The world of crypto is a strange new place, with rapidly growing advancements across many fields, economies, and boarders, leaving plenty of room for improvement; while it may feel like a never-ending game of catch up, there are many talented developers and programmers working around the clock to bring us all more sustainable solutions.

The Rise of FPGAs

With the recent implementation of the commonly used coding language C++, and due to their overall flexibility, FPGAs are becoming somewhat more common, especially in larger farms and in industrial setting; but they still remain primarily out of the hands of most mining enthusiasts and almost unheard of to the average hobby miner.
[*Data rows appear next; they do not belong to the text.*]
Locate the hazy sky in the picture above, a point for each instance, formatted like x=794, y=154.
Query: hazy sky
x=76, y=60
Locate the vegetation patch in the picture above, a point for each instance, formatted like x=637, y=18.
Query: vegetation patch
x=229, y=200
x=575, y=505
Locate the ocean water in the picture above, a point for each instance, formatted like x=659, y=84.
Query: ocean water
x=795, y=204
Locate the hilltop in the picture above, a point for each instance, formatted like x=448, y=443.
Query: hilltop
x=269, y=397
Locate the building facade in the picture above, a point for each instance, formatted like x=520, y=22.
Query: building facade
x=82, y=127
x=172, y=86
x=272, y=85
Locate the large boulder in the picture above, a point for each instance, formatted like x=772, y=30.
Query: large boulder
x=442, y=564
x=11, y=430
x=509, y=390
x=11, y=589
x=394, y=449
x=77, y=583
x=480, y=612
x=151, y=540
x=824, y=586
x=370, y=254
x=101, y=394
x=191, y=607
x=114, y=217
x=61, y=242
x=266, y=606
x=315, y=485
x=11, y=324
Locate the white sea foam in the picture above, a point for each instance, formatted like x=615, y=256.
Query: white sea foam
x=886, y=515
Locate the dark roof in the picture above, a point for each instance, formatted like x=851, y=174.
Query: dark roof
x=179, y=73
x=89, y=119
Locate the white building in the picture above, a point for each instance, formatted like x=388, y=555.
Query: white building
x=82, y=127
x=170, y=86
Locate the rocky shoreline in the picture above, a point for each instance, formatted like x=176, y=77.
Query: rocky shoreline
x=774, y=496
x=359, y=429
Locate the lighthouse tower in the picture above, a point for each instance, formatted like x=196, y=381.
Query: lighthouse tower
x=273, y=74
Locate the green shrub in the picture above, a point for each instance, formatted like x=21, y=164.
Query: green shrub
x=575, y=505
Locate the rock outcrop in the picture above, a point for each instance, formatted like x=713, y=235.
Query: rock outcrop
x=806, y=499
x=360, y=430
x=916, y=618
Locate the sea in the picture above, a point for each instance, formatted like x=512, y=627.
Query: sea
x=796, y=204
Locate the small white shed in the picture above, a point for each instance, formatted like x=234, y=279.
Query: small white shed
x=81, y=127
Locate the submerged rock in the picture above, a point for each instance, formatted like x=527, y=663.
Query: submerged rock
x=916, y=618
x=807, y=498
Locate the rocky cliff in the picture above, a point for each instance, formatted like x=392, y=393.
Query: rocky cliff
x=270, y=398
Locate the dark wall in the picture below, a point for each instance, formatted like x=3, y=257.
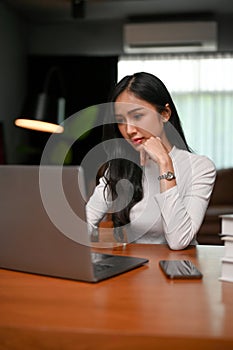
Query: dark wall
x=87, y=81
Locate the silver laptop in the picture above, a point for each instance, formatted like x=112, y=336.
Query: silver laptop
x=45, y=232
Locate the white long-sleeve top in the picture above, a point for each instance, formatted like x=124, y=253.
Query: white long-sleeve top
x=174, y=216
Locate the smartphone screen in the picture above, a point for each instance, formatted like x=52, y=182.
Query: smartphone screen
x=180, y=269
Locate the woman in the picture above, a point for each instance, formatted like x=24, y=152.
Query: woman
x=164, y=198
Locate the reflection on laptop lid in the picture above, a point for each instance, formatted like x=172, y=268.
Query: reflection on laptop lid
x=40, y=234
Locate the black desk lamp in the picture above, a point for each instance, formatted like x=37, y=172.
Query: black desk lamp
x=48, y=103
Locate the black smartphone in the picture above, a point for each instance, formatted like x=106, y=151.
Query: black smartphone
x=180, y=269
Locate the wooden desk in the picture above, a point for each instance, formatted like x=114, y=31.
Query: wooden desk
x=140, y=309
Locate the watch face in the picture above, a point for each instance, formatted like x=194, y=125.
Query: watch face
x=170, y=176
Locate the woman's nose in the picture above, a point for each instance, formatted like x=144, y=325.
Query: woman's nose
x=130, y=129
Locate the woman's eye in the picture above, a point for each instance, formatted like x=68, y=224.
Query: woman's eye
x=120, y=120
x=137, y=116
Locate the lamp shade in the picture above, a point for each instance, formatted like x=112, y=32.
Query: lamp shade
x=48, y=112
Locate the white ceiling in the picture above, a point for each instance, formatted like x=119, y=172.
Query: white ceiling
x=61, y=10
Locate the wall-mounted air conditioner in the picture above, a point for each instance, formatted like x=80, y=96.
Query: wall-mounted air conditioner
x=165, y=37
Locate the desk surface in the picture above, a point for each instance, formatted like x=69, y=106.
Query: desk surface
x=140, y=309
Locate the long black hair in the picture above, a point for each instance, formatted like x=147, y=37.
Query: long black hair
x=147, y=87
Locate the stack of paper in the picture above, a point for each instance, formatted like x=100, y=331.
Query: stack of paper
x=227, y=237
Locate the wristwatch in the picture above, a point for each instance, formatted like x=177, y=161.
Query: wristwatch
x=167, y=176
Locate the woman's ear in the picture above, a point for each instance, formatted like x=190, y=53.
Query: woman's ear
x=166, y=113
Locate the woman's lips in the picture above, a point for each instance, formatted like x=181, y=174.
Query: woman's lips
x=137, y=141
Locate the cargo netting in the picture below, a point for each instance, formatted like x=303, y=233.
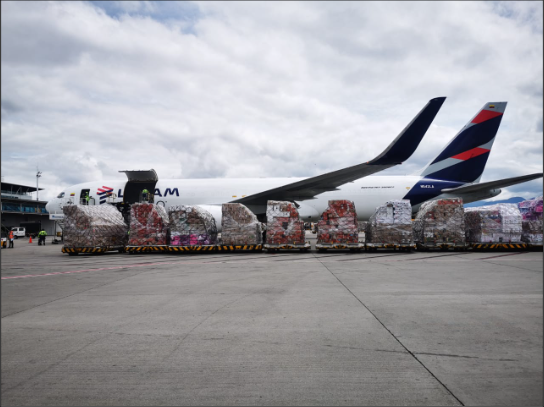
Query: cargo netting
x=191, y=226
x=283, y=224
x=440, y=221
x=94, y=226
x=239, y=226
x=338, y=224
x=499, y=223
x=391, y=224
x=148, y=225
x=531, y=224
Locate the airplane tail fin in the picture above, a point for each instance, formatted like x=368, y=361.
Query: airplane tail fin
x=464, y=158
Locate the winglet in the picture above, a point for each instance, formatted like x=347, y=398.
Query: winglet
x=408, y=140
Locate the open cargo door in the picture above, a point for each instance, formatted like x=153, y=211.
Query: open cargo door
x=138, y=180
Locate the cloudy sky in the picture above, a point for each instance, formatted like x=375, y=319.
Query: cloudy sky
x=260, y=89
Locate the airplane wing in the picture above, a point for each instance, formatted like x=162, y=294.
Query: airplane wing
x=397, y=152
x=488, y=186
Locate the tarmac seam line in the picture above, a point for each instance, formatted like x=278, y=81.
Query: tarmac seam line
x=68, y=296
x=201, y=322
x=50, y=366
x=393, y=335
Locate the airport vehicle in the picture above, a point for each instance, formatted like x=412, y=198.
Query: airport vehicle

Things appear to be changing though, one example of which I’ll discuss below, and it is thought by some, that soon we will see a day when mining with a CPU or GPU just won’t cut it any longer, and the market will be dominated by FPGAs and specialized ASICs, bringing with them efficiency gains for proof of work, while also carelessly leading us all towards the next round of spending.
A perfect real-world example of the effect specialized hardware has had on the crypto-community was recently discovered involving a fairly new project called Verus Coin (https://veruscoin.io/) and a fairly new, relatively more economically accessible FPGA. The FPGA is designed to target specific alt-coins whose algo’s do not require RAM overhead. It was discovered the company had released a new algorithm, kept secret from the public, which could effectively mine Verus at 20x the speed of GPUs, which were the next fastest hardware types mining on the Verus network.
Unfortunately this was done with a deliberately secret approach, calling the Verus algorithm “Algo1” and encouraging owners of the FPGA to never speak of the algorithm in public channels, admonishing a user when they did let the cat out of the bag. The problem with this business model is that it is parasitic in nature. In an ecosystem where advancements can benefit the entire crypto community, this sort of secret mining approach also does not support the philosophies set forth by the Bitcoin or subsequent open source and decentralization movements.
Although this was not done in the spirit of open source, it does hint to an important step in hardware innovation where we could see more efficient specialized systems within reach of the casual miner. The FPGA requires unique sets of data called a bitstream in order to be able to recognize each individual coin’s algorithm and mine them. Because it’s reprogrammable, with the support of a strong development team creating such bitstreams, the miner doesn’t end up with a brick if an algorithm changes.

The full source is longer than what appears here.